It seems to me that there are no real reasons to not like cumulativity (the example given here seems to not be too relevant, according to the comments), and yet most proof assistants (apart from Coq?) don't have cumulativity. Why is this so? This seems a very nice property mathematically, and is akin to how most people would think of universes intuitively.
The short answer is that cummulativity is just one possible design choice which does not fit all purposes.
The slightly longer answer is that baking commulativity into type theory is a very dramatic design choice that complicates the typing rules, equality and conversion, universe management, and the semantics.
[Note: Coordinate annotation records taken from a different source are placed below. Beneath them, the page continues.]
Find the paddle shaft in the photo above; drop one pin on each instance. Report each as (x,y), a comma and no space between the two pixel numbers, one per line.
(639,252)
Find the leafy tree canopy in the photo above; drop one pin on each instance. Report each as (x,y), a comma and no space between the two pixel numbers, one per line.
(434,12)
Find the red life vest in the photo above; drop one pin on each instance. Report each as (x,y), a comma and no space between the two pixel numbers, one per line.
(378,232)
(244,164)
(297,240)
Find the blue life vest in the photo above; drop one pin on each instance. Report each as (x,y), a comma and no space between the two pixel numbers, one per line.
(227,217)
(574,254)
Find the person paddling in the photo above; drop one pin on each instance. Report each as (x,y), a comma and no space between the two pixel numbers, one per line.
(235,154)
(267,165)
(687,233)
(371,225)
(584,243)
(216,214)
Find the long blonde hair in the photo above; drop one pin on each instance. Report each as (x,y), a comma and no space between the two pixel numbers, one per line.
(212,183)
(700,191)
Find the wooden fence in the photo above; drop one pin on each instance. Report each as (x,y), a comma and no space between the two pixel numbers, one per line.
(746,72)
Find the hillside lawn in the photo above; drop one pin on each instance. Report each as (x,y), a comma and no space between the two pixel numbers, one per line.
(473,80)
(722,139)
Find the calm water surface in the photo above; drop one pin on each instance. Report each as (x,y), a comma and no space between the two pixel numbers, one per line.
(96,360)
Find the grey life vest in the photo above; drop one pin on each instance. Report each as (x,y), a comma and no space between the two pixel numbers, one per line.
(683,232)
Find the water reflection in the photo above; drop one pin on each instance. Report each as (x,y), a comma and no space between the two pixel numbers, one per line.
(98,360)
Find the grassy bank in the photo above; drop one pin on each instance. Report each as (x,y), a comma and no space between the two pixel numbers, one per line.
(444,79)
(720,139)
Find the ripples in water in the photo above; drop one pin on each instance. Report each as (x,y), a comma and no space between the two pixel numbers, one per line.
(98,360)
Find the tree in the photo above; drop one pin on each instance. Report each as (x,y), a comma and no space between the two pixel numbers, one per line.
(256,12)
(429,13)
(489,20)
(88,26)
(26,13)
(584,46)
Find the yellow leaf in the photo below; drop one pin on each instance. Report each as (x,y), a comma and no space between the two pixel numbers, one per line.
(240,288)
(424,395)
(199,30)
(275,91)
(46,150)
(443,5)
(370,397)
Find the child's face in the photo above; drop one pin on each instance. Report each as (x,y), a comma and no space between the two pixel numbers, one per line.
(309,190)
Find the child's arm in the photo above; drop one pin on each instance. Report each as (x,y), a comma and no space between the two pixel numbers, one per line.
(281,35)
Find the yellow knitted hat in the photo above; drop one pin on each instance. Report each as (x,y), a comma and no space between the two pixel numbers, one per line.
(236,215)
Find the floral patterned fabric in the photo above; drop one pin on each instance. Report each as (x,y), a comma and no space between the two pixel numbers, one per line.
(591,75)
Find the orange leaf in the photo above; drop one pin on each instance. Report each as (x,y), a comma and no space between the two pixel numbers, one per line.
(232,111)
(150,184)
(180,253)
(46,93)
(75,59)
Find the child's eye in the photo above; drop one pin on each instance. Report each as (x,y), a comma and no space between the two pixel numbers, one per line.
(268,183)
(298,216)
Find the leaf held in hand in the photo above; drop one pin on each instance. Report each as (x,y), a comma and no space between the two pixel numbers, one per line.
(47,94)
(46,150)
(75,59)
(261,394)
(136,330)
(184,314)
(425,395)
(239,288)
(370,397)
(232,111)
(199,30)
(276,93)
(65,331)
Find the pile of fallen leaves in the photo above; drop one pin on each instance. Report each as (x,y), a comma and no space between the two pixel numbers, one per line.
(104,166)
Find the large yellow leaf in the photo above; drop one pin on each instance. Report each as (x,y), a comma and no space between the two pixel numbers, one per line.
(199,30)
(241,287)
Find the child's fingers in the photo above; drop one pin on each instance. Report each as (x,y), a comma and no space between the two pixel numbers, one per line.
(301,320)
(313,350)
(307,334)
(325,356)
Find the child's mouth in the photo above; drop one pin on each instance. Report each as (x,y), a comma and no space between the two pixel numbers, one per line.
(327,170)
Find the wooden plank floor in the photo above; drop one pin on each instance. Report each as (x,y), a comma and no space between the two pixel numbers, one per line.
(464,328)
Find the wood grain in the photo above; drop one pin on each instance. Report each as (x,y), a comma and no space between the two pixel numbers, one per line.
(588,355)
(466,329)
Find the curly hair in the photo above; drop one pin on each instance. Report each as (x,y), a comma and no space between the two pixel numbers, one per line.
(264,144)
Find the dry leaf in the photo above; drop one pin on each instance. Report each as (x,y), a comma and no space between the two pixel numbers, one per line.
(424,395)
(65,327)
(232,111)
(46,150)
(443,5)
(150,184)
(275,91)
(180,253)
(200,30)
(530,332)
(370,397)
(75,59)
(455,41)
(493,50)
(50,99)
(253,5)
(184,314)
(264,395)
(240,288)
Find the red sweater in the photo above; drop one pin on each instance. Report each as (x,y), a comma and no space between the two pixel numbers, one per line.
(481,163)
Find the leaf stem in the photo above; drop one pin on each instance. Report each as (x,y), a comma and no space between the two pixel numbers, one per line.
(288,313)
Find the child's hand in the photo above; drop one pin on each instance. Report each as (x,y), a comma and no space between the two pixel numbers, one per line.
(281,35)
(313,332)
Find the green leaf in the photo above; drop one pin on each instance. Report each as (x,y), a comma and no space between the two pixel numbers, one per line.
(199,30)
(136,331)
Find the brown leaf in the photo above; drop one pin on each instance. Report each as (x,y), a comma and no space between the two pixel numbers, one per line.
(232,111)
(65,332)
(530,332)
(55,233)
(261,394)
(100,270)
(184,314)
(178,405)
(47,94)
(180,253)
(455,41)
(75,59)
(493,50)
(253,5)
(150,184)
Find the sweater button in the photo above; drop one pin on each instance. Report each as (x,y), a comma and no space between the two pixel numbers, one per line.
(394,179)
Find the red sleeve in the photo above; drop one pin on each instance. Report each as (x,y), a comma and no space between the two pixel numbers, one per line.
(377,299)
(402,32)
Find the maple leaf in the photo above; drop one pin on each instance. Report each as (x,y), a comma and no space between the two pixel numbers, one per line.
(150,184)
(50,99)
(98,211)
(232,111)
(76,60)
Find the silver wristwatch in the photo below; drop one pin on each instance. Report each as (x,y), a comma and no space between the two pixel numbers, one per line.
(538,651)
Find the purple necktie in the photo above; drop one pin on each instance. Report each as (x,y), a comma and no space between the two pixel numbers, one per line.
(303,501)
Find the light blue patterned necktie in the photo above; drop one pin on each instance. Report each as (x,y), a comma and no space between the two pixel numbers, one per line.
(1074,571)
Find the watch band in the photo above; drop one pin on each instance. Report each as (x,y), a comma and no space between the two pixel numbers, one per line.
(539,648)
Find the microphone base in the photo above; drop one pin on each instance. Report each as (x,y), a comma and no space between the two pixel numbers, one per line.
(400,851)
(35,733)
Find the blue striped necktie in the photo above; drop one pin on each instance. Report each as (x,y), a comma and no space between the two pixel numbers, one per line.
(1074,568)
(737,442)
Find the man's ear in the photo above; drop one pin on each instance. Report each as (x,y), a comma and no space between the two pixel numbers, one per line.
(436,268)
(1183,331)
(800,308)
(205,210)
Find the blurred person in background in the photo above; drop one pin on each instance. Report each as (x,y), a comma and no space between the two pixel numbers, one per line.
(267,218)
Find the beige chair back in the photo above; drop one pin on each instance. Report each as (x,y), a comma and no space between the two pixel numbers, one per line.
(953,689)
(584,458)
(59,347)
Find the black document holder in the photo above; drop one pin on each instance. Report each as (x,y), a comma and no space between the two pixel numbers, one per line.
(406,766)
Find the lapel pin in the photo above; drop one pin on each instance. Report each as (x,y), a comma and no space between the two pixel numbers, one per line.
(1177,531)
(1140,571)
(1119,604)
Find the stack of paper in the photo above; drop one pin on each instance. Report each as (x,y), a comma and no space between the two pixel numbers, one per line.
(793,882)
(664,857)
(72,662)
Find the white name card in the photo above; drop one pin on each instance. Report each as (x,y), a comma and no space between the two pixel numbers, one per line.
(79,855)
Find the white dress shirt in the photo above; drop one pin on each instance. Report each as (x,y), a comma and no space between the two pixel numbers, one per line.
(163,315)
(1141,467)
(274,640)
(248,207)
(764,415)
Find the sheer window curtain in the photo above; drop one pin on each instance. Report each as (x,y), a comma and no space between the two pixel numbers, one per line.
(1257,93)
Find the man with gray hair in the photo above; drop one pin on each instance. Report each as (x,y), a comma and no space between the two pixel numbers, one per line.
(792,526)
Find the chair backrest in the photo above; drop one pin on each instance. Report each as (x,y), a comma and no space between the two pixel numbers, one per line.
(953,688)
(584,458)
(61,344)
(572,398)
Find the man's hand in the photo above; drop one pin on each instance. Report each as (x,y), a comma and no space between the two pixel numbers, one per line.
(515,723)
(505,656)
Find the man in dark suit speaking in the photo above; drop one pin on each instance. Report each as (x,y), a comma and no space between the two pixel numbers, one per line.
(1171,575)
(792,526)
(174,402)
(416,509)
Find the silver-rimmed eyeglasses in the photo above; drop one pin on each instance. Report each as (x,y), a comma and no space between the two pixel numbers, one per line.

The real question is not whether we should have cummulativity but rather how to organize universes so that the user can control them when they wish or must do so, and at the same time the proof assistant can handle them by itself in a reasonable way. It is not clear (to me) that cummulativity is the best way to approach the problem. There are other options, such as implicit coercions, explicit coercions (also known as "lifting"), univere polymorphism, etc.
There is also a wider issue, namely that from a foundational point of view there seems little reason to fix a specific hierachy of universes (such as a linearly ordered sequence of universes indexed by natural numbers). You may call me a logician but I really dislike arbitrary choices in foundations of mathematics.
The biggest problem in my head is that cumulativity opens the door of subtyping in type theory, which, IMO, a potential calamity to type theory. If you elaborate cumulativity to non-cumulativity + lifting, then it's probably fine, but let me say something about the subtyping-based approach.
Once you have subtyping, you'll start thinking about covariance and contravariance, which brings a lot more things to the type theory. Also, subtyping itself distinguishes two notions: consider $(a:A)\in\Gamma$, then "the type of $a$" and "$A$" are no longer the same under the context $\Gamma$. Instead, "the type of $a$" is a subtype of $A$, and when you want to, for example, apply $a$ to the identity function with the type argument an implicit argument, then probably you can't solve the metavariable because $A$ won't be the most accurate solution (I thank Pavel for sharing some ideas with me about this).
Apart from that, cumulativity generates more complex universe level equations, which are harder to solve.